If the gap between values is large enough and most of the new values are at the end, then the binary search will keep splitting.

| username: 随缘天空 | Original post link

It shouldn’t be infinitely large. Each file should have a maximum limit, so the startKey and endKey of each region should have a fixed range. Once it exceeds this range, it should automatically split the largest region from the middle. Do you know about HBase? The principle is basically similar to TiDB. The default maximum size for a single region in HBase is 10GB of storage.

| username: forever | Original post link

It seems like what you’re talking about is not the same issue I’m addressing. What I’m saying is, for example, if the region split is already satisfied, and there are only 10 values between 100000-160000 and 50000 values between 160000-200000, if the split is based on the middle of the key, then one region will have 10 values and the other will have 50000 values. Will the region with 50000 values still be split? If the gap is large enough, will it keep splitting?

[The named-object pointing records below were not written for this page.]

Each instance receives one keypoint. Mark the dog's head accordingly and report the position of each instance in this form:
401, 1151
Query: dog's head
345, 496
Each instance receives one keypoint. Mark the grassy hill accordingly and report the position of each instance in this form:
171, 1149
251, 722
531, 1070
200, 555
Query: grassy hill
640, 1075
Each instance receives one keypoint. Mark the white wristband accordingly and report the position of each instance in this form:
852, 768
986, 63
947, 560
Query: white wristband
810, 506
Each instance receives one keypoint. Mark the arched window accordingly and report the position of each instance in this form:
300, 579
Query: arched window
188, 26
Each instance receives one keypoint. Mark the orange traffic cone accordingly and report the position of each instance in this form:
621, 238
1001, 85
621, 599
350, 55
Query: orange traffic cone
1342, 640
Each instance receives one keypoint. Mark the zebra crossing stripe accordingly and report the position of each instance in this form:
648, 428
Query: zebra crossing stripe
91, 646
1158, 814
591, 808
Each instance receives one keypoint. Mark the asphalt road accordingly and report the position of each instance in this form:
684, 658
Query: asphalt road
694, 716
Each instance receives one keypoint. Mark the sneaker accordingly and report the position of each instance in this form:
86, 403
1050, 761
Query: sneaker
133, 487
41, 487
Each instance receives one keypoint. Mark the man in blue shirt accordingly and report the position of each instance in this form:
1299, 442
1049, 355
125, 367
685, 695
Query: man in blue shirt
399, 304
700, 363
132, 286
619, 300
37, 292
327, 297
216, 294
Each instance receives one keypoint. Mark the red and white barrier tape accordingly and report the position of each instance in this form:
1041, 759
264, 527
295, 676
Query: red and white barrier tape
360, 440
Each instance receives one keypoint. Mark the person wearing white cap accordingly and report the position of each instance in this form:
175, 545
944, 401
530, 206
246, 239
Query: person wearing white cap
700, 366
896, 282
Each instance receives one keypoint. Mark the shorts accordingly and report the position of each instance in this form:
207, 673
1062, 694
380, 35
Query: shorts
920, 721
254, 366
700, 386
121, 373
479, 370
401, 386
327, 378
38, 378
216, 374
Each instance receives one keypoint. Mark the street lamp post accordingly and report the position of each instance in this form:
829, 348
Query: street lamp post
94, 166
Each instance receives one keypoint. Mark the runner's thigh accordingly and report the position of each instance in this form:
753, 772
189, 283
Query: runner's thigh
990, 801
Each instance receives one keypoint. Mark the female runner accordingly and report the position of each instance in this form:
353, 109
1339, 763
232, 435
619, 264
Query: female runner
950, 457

| username: 随缘天空 | Original post link

Splitting is based on the file size of the region and has nothing to do with the amount of data. Officially, a single region is split when it exceeds 144M. It won’t be a situation where a region is 1G and then split multiple times. Therefore, there won’t be a case where the gap is large enough to keep splitting; it will automatically be handled once it reaches a certain size.

| username: 随缘天空 | Original post link

Regions can be split and merged. If the situation you mentioned exists, for example, there are currently three regions with ranges of 1-100, 100-200, and 200-300. However, the 1-100 range might store very little, and the 200-300 range might be the same, with only the 100-200 range storing a significant amount of data. This situation is a hotspot issue. But when the storage in the 100-200 range becomes too large, exceeding the size of a single region file, it may be split into multiple regions. It won’t be repeatedly split to an excessive extent. Additionally, other regions that are too small may be merged into new regions.

| username: 像风一样的男子 | Original post link

The size of the new Region after splitting = Maximum Region capacity space / 2 * 3
region-max-keys = region-split-keys / 2 * 3
Isn’t the default split at two-thirds?